Charles nodded. Another lie. No, I don’t understand. And only a second has gone by and now I’ve somehow betrayed Markowitz too.

‘Markowitz would never have shown it to anyone else. This was Kathy’s history, and he protected it. He wouldn’t have risked the feds seeing Kathy on tape, interrogating her. He only showed it to me because he wanted to close out the case. He needed a positive identification based on a scar. The original wound was on the film. Did Riker give you any background on the case?’

‘Not much.’

‘The FBI came into Special Crimes Section when a body turned up in Manhattan. The remains had the trademark wounds of a pair of serial killers operating up and down the Eastern Seaboard. Markowitz turned up a lead on one of the killers, and the feds botched the arrest. They sent five men to arrest the suspect, and the man was killed in a shoot-out.’

‘Markowitz must have been furious.’

‘He was. He flushed the feds out of Special Crimes as though they were so much vermin. He took over the site of the shoot-out and recovered a cache of film. It took him a long time to go through all the reels. He did it himself. It was so brutal, he said he didn’t want to burn out his detectives. But really, he was a bit like Kathy, always keeping something back. All he shared with the others was a splice that showed the face of the second killer.

‘I know you’ve heard the story of how Markowitz took Kathy in. Well, he did arrest Kathy for breaking into a car. And Helen was adamant about keeping the child – that was all true. But the real reason he wouldn’t turn Kathy over to Juvenile Hall was because he recognized her. She’d been several years younger when the film was made. But who could forget that face?’

‘So she had seen the murder, and he wanted her as a material witness?’

‘No, they’d already found the location of the film set. Several years had gone by, and the site was cold. It was another four years before Riker made the arrest on the second man and killed him.’

‘But it was in the line of duty, wasn’t it?’

‘That was Riker’s story. One thing that worked in Riker’s favor at the hearing was that the FBI had killed the man’s accomplice during an arrest.

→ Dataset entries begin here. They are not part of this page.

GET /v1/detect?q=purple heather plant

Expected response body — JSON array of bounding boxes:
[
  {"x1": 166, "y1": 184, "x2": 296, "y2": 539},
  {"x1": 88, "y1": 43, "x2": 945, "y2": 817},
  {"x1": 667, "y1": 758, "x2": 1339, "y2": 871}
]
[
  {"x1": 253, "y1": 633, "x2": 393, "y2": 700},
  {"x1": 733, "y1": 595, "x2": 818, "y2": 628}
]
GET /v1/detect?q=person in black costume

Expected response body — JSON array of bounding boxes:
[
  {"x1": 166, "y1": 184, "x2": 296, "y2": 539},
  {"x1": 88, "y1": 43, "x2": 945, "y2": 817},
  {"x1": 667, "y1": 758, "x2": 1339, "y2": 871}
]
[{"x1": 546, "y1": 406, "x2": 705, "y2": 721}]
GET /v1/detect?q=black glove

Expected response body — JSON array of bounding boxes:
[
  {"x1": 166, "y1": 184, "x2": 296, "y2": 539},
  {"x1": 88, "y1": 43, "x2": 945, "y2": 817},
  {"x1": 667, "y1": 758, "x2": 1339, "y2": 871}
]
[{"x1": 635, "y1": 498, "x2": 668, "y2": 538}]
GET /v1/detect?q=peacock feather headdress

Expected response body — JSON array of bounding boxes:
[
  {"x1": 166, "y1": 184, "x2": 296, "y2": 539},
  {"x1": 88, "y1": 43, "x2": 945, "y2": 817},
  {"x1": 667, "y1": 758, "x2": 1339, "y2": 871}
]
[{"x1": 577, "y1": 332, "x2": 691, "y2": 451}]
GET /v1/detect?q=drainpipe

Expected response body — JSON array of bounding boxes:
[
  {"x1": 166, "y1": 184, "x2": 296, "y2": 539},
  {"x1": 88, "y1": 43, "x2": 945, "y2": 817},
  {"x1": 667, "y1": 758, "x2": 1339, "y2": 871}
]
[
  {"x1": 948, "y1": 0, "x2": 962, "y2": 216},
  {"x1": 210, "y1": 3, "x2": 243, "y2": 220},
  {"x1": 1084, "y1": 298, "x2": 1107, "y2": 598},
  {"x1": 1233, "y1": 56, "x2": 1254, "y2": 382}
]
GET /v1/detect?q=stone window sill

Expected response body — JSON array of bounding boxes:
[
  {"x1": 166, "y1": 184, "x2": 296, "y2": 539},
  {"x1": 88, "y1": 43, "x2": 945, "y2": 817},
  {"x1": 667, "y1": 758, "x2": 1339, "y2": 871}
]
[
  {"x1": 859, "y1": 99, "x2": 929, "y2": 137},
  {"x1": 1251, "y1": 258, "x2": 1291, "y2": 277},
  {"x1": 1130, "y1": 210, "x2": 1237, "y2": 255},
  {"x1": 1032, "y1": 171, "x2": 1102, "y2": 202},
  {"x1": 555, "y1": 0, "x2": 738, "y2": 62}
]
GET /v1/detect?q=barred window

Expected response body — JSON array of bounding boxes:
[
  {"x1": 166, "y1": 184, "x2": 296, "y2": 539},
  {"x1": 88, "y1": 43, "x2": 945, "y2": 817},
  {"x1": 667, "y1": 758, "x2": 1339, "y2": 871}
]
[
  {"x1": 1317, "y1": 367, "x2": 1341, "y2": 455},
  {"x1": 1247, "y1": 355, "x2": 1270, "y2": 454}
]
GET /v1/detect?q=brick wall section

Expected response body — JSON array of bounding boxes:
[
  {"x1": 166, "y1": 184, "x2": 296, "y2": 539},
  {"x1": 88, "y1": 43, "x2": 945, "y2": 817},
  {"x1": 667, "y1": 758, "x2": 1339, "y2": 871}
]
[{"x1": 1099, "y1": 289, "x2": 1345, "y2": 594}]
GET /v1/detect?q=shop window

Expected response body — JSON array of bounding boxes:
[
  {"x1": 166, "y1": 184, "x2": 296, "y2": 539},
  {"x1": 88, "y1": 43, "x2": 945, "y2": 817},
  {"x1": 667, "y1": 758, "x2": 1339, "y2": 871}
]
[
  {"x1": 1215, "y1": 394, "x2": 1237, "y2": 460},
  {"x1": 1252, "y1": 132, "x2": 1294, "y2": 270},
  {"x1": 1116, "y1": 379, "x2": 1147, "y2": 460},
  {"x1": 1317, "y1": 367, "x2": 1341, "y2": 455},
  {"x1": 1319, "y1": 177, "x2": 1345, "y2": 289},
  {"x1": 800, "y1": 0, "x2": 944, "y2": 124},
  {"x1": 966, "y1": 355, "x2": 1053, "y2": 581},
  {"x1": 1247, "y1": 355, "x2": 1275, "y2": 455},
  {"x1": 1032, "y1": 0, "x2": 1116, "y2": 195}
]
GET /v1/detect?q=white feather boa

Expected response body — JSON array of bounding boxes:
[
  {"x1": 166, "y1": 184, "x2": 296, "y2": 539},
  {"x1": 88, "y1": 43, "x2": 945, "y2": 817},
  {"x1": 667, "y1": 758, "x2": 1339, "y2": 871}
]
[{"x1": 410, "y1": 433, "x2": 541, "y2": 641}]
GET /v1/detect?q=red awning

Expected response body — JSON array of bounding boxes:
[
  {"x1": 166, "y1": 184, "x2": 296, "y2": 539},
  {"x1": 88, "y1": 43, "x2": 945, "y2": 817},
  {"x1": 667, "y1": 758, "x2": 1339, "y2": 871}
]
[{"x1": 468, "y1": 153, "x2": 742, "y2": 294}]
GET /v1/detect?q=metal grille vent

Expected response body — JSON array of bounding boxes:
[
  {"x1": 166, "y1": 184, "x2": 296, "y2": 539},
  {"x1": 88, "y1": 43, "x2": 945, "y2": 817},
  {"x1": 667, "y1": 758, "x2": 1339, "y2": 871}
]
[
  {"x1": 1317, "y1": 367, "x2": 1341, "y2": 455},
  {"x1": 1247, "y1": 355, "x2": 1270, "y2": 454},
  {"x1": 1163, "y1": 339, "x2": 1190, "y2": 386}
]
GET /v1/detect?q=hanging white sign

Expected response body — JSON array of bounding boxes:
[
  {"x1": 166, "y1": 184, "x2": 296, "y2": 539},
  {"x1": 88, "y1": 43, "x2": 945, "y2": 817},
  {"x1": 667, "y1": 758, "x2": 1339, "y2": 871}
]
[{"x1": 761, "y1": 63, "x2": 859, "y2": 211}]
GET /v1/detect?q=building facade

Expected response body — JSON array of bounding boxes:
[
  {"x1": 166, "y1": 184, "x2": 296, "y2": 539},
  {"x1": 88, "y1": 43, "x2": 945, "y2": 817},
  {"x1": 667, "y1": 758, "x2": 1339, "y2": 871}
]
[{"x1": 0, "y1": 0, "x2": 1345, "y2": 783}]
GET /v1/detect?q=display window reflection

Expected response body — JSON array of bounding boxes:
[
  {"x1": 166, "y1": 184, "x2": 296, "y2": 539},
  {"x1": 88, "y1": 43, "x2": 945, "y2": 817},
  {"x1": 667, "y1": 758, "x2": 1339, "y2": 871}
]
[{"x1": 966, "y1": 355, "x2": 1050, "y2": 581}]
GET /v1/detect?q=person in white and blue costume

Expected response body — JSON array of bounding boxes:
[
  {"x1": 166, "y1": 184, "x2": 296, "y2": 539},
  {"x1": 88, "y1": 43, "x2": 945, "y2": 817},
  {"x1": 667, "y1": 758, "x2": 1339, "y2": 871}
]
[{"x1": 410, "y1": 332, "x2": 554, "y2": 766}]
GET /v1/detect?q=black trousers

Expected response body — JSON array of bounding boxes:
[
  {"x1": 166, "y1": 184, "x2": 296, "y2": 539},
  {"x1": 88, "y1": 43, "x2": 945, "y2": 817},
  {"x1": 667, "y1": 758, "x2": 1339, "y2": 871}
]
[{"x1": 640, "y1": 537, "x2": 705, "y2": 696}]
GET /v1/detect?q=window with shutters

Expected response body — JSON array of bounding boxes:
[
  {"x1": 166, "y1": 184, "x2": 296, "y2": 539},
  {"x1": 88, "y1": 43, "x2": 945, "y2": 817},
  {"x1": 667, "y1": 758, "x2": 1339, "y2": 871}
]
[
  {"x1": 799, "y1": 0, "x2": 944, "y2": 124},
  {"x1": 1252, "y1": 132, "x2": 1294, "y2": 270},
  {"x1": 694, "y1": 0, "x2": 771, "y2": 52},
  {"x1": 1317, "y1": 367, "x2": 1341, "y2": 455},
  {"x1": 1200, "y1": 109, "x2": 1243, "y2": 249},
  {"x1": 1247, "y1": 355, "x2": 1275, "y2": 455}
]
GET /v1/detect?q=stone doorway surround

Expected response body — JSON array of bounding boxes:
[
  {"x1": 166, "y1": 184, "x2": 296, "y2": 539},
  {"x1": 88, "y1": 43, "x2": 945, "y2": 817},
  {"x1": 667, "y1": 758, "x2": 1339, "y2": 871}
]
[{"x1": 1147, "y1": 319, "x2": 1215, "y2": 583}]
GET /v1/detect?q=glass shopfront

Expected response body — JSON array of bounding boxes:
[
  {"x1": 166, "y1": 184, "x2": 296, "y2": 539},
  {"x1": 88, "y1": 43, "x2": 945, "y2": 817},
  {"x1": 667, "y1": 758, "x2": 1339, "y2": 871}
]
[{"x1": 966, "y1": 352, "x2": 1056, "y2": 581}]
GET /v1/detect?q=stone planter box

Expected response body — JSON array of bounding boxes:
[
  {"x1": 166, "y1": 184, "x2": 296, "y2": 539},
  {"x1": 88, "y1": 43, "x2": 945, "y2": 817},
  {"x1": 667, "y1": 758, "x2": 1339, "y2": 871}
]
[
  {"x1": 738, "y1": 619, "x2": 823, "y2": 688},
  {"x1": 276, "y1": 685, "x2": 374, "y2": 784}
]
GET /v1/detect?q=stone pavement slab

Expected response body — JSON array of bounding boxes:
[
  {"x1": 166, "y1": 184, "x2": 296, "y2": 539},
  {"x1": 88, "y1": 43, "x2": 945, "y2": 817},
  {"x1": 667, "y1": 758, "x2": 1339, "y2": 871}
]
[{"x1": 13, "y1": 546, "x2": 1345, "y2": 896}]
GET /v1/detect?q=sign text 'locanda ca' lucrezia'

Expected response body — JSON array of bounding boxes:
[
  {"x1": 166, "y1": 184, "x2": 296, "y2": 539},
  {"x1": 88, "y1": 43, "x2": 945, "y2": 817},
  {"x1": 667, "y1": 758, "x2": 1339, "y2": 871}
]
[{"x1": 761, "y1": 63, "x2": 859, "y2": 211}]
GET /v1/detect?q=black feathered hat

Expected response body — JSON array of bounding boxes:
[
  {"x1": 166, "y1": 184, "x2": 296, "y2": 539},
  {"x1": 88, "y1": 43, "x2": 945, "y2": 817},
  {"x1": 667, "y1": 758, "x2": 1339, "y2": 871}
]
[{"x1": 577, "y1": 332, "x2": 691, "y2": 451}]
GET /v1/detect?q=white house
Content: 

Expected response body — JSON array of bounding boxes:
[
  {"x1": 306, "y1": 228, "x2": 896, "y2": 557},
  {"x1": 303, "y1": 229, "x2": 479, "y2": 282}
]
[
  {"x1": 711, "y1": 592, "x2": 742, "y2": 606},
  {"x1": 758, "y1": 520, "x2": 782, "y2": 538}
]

Markowitz took the position that Riker had done the same thing it took five agents to do – no more, no less. And Markowitz swore under oath that he had been the only one to view the films. So LA couldn’t take it as a case of a cop cracking up and taking vengeance for the victims. And since Riker had killed the suspect with his fists and not his gun, Internal Affairs and the DA came to the conclusion that death was not premeditated, that it occurred while resisting arrest.’

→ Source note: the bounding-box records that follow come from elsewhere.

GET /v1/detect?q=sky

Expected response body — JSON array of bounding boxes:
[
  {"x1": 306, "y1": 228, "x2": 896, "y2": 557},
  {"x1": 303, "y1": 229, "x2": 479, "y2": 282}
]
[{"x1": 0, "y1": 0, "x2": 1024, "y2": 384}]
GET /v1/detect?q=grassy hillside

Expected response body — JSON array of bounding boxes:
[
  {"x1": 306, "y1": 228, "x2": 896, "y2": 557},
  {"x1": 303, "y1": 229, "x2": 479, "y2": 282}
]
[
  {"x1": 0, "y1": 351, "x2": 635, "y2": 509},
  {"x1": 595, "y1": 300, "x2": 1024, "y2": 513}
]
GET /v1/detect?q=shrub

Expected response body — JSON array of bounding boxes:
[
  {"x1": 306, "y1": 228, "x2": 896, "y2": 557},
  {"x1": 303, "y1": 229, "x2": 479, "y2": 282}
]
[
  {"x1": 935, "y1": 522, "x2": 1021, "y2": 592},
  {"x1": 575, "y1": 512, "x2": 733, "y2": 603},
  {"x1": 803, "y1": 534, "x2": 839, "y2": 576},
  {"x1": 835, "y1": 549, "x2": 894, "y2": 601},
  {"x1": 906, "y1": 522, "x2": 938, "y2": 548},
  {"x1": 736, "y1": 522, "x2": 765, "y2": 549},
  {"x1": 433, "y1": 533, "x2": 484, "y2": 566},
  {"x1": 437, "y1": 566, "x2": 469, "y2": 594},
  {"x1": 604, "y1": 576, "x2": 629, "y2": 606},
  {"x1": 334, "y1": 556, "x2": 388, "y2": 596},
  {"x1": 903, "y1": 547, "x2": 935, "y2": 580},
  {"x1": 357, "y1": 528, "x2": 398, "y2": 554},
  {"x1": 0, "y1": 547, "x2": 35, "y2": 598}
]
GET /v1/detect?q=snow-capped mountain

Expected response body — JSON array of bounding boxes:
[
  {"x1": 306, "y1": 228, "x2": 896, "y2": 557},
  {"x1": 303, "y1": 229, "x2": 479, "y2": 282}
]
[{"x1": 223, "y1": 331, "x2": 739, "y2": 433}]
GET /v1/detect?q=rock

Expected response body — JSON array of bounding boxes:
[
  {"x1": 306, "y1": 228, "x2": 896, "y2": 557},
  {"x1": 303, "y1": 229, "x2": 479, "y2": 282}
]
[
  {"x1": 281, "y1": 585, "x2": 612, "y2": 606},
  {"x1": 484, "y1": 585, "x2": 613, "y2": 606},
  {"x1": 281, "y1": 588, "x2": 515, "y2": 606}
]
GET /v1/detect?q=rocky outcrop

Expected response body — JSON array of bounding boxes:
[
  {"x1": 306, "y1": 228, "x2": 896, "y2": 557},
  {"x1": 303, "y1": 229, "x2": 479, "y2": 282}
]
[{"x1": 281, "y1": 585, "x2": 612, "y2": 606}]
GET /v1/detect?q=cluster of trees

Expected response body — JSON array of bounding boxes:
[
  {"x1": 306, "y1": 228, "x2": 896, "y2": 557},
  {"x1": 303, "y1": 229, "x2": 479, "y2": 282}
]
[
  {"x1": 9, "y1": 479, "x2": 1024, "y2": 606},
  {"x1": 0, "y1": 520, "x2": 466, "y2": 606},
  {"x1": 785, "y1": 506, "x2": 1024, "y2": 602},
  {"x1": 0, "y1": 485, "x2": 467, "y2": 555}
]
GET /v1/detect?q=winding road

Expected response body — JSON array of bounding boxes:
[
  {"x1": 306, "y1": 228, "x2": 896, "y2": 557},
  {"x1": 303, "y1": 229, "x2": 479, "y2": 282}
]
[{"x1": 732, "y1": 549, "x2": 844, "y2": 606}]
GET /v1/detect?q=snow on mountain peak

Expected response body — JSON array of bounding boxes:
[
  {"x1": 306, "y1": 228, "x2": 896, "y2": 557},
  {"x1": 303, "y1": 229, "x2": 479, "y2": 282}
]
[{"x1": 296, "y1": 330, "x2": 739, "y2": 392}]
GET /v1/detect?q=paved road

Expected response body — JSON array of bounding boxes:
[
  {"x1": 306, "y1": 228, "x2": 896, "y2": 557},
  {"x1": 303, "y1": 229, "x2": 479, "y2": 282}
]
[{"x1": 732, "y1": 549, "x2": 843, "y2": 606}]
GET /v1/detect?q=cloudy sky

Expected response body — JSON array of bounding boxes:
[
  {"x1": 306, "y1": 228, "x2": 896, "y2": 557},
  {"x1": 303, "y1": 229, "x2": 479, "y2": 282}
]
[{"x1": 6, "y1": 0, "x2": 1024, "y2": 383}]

‘That would seem reasonable.’

‘At the time, it did. I backed their conclusion. To my knowledge at the time, Markowitz was the only one who knew the personal connection of the film. So now it seems that Markowitz lied to me. Well that was typical. He wouldn’t have told me the truth if it made me an accessory after the fact. And he was probably feeling part of the blame for what Riker had done. You know, personal detachment is everything in police work.’ And Riker loved Kathy.

‘Kathy doesn’t know about the film. Markowitz wanted it that way. You can never tell her about this evening. That’s understood?’